Still, Evans’s book sticks to the facts, presents them with admirable clarity, and largely avoids illusions. The same can’t be said of John Steele Gordon’s broadly conceived history of the American economy, An Empire of Wealth: The Epic History of American Economic Power. Gordon is a columnist for American Heritage magazine and author of several books of history. Technological innovation is central to his approach, and his book has been much praised by critics, for example the Newsweek columnist Robert Samuelson, who has called it “the best one-volume economic history of the United States in a long time and, perhaps, ever.” But the book turns out to be little more than a restatement of clichés about American superiority. Parts of it recall some of the more rhapsodic descriptions of Henry Steele Commager or the nineteenth-century historian George Bancroft; but they were both original and distinguished historians, while Gordon tells us an all-too-familiar story about Yankee ingenuity and the uniqueness of the American character. Readers may think they are reading a competent summary of economic progress in the United States, particularly because Gordon has a gift for narrative, but that would be a pity.

Gordon pays scant or no attention to such critical influences on the US economy as free and widespread primary education by 1830, the early extension of suffrage to all white males, including those who did not own land, or America’s sweeping religious conversions throughout the nineteenth century. I could not find mention of the relation of the Protestant work ethic to business success and nothing is said about the Second Great Awakening, which was also associated with that success. Gordon is largely dismissive of government, writing casually, “People in government will always try to help those who are powerful at the expense of those who might become so.” But he has no consistent view. He praises the development of the Erie Canal by New York State and he writes enthusiastically about Franklin D. Roosevelt’s New Deal; only a few pages later, he approves of Ronald Reagan’s attempts to roll the New Deal back. In Gordon’s history of the American economy, we find little emphasis on managerial innovation and excellence, economies of scale, or the American use of interchangeable parts—all of which figure in Evans’s book.

The desire to assert America’s natural superiority results in absurd exaggerations. Near the beginning of his book Gordon writes,

Virtually every major development in technology in the twentieth century—which was far and away the most important century in the history of technology—originated in the United States or was principally industrialized and turned into consumer products here.

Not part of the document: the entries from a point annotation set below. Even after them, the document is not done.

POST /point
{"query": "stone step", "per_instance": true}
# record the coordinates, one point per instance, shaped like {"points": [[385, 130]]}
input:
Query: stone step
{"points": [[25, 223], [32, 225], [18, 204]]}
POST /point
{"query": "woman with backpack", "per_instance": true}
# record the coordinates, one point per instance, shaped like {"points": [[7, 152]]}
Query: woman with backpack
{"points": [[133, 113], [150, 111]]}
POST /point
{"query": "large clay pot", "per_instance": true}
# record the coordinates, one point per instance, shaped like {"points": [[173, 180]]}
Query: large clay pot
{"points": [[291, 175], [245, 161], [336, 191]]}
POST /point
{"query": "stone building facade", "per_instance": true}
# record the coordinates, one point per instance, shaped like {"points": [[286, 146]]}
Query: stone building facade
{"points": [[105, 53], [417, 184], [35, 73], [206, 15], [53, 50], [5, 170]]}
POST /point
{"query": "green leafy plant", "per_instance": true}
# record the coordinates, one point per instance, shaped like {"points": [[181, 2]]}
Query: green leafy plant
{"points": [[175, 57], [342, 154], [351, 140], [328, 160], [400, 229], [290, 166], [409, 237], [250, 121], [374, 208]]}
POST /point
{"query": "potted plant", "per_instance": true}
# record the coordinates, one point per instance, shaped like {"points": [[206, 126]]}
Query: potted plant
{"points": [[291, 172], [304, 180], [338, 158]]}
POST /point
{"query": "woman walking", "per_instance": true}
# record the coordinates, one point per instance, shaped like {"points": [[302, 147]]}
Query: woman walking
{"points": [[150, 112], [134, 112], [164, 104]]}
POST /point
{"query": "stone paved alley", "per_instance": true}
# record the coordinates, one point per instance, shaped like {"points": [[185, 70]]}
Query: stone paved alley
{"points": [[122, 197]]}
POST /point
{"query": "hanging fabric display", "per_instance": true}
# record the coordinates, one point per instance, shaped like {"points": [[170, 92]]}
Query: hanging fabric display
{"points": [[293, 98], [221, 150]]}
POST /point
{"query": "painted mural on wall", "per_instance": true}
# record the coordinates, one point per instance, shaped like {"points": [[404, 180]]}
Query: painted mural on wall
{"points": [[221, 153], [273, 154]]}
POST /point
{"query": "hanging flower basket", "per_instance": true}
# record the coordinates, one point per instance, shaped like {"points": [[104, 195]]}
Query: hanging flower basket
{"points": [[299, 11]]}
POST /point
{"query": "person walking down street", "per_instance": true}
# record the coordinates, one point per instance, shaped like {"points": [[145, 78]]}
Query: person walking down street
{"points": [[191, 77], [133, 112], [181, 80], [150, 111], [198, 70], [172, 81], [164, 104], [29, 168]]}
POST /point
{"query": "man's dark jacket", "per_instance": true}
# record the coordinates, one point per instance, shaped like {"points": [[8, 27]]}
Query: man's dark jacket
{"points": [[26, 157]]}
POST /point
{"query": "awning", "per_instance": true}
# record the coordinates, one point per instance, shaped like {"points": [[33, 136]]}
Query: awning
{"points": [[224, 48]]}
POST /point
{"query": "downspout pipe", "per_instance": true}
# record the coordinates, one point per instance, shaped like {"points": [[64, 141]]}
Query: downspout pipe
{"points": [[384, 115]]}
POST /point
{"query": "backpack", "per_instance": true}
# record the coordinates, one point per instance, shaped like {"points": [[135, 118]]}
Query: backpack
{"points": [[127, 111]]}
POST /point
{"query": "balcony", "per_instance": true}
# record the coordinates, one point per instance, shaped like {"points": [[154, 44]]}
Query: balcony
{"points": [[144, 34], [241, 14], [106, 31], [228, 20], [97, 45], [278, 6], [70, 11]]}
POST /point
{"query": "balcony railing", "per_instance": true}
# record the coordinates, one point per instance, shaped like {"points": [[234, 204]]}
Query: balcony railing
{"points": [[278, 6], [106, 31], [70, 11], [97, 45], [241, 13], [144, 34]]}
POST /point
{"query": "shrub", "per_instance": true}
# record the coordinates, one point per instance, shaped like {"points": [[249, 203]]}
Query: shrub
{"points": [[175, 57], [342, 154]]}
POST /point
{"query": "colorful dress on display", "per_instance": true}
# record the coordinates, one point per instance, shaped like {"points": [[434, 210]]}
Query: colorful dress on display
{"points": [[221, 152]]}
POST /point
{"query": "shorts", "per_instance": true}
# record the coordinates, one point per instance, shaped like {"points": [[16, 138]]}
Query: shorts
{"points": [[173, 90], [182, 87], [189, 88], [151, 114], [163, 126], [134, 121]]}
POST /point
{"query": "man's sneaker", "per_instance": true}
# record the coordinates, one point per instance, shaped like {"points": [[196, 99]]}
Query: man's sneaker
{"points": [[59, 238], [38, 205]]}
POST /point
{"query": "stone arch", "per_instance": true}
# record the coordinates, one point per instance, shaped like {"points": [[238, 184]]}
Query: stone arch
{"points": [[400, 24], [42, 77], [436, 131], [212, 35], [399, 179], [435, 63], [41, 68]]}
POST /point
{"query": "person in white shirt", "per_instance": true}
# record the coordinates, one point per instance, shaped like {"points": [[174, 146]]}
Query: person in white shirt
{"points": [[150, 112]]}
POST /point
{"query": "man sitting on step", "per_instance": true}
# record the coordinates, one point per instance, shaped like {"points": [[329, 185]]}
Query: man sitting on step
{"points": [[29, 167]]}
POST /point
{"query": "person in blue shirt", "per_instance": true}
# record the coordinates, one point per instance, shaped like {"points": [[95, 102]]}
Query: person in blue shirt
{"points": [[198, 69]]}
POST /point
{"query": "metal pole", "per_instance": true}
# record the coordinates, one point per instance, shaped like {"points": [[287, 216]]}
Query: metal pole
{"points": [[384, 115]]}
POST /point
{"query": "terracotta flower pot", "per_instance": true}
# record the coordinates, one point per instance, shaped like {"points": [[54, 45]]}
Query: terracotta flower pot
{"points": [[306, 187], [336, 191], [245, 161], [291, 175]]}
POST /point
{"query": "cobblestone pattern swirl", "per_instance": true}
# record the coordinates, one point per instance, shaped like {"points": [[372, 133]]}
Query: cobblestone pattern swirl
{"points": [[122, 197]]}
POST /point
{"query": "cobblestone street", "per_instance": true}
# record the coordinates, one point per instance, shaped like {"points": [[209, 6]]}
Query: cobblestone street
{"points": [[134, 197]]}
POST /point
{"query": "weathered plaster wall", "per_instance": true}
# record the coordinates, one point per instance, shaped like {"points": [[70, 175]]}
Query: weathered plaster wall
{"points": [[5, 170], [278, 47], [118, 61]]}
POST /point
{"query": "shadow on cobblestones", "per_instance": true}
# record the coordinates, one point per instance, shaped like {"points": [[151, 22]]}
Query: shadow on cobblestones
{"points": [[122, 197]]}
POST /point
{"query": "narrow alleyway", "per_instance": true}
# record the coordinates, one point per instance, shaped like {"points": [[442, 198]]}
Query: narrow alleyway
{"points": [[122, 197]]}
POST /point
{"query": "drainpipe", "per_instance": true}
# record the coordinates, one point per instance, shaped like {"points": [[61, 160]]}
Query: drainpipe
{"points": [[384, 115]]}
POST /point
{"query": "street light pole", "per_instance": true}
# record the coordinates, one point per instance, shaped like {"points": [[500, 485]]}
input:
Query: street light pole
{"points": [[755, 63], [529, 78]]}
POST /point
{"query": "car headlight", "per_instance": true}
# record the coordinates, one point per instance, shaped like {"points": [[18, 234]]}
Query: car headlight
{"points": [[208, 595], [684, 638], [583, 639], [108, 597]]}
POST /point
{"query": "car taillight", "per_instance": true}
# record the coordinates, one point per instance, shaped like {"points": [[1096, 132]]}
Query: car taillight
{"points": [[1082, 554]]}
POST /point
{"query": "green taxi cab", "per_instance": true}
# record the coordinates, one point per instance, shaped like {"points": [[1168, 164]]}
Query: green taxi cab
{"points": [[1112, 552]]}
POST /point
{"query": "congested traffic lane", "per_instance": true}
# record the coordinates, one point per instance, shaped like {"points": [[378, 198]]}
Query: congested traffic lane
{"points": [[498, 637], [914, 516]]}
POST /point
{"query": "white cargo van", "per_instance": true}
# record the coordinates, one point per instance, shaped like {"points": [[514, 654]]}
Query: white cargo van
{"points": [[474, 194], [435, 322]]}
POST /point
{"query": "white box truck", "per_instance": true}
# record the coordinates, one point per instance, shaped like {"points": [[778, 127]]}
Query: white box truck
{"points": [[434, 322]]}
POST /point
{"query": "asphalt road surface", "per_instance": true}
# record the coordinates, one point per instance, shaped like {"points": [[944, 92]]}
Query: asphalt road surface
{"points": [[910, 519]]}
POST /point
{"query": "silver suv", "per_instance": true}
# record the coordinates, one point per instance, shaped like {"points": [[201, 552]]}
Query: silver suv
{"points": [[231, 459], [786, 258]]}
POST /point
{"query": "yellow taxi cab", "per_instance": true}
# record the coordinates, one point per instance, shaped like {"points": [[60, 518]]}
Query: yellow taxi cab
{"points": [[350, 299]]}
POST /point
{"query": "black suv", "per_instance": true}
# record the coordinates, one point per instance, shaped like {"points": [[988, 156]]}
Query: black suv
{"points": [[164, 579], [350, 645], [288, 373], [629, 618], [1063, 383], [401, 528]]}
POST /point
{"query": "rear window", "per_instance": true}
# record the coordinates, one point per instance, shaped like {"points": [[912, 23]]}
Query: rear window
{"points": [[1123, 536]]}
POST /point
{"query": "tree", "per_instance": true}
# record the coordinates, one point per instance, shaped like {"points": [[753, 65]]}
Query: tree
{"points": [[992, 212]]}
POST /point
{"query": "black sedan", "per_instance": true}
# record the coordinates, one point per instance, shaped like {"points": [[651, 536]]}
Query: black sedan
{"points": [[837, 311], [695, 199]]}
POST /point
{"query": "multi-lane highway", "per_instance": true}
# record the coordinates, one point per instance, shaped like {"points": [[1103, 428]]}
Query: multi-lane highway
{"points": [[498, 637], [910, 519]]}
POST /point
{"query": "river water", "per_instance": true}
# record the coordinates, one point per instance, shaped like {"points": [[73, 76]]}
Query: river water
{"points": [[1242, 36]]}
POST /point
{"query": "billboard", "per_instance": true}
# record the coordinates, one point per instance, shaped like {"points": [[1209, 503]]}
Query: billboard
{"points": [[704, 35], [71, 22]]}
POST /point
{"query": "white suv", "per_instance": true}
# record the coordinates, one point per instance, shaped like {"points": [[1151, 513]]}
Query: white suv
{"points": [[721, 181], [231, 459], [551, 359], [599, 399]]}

He provides no convincing evidence to justify such a claim. In fact, most of the important pioneering work on such crucial twentieth-century technologies as nuclear energy and quantum mechanics was done by Europeans before World War II. Early in the century many of the world’s leading chemists and chemical industries were still in Germany; America eagerly took the enemy’s patents as booty in World War I.3 Europe produced such crucial medical advances as Roentgen’s X-ray and Fleming’s penicillin. Rocketry was mostly European in origin as well with the exception of the work of the American scientist Robert Goddard. The world’s most powerful particle accelerator will soon open in France.

  1. 1

    Black Titan: A.G. Gaston and the Making of a Black American Millionaire (One World, 2004).

  2. 2

    For a refreshing, well-researched and elegantly written reminder that many people also failed in America, see Scott A. Sandage’s Born Losers: A History of Failure in America (Harvard University Press, 2005).

  3. 3

    For a superb history of industrial research see Paths of Innovation: Technological Change in Twentieth-Century America by David C. Mowery and Nathan Rosenberg (Cambridge University Press, 1998).